I’m guessing I should feed them my fertilizers every time I water. I’m using this for reference: Feeding Schedule
Monitoring PPMs are the way to go. What medium are you growing in and how old are your plants?
I’m using Happy Frog soil and I haven’t started growing yet. How do I monitor PPM?
Its smart you are asking first! There is a crap load of info on this site on this subject. Answers will be comming also search the subject and you will find lots of threads about it.
Credit for this post goes to @BobbyDigital:
Here is a generalized ppm guide for different plant stages (some will require more, some less):
- Seedlings: 100-250 (nutrients aren’t needed here, hence there’s not a lot of particles needed)
- First Half of Vegging Cycle: 300-400 (this is usually after you transplant, which still doesn’t require many nutrients)
- Second Half of Vegging: 450-700 (you’ll start giving your plants more nutrients at this stage)
- First Half of Flowering: 750-950 (your plants will be eating more as they grow, so they’ll be taking in more nutrients)
- Second Half of Flowering: 1000-1600 (this is when your plant’s eating the most, especially if you give it additives)
- End of Flower, Entering Harvest: As close to 0 as possible (this is when you’ll be flushing your plants, so you don’t want there to be a lot of particles leftover)
When reading runoff to determine what the plant is consuming, you want the runoff to be close to what you put in.

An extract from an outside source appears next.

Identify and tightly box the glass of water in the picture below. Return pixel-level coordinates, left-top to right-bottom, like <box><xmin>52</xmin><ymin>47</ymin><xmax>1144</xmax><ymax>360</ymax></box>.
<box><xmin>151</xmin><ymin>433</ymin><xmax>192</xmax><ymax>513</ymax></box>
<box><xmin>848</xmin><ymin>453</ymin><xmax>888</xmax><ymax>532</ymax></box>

Example: you test your nutrient solution before giving it to the plant. Ppm reads 1200. You water the plant until you get around 10-20% of the water coming out of the pot. Test that solution. If you’re near 1200ppm, you’re at a good level of ppm for the plant. If you’re getting 1700ppm reading in the runoff, you can back off on the amount of nutrients because the plant isn’t able to consume everything you’re giving it. On the other hand, if you’re getting 800ppm in the runoff, you can bump up the amount of nutrients on the next feed because she’s not getting enough.
Being off 100 or 200 PPM isn’t usually a big deal. It is far better to underfeed than it is to overfeed. Your plants will tell you when there is a problem and we can help you with that. An underfeeding situation can be resolved for the plant very easily and very quickly. It is not really the case with overfeeding, which will take more effort and more time to correct.
As you are in Happy Frog, you won’t need to fertilize at all until at least 4 weeks from your last transplant, regardless of what the feed schedules say. Your PPMs will be high enough for that period just based on what is in the bagged soil. I use Happy Frog and don’t typically add fertilizers until the 5th week.
The majority of us own PPM meters. Bluelab and Apera are popular choices and they both make very good meters.
And there is the answer I said was comming! LOL didn’t take long.
Alright thank you, that should be all the questions for now but I will probably be back.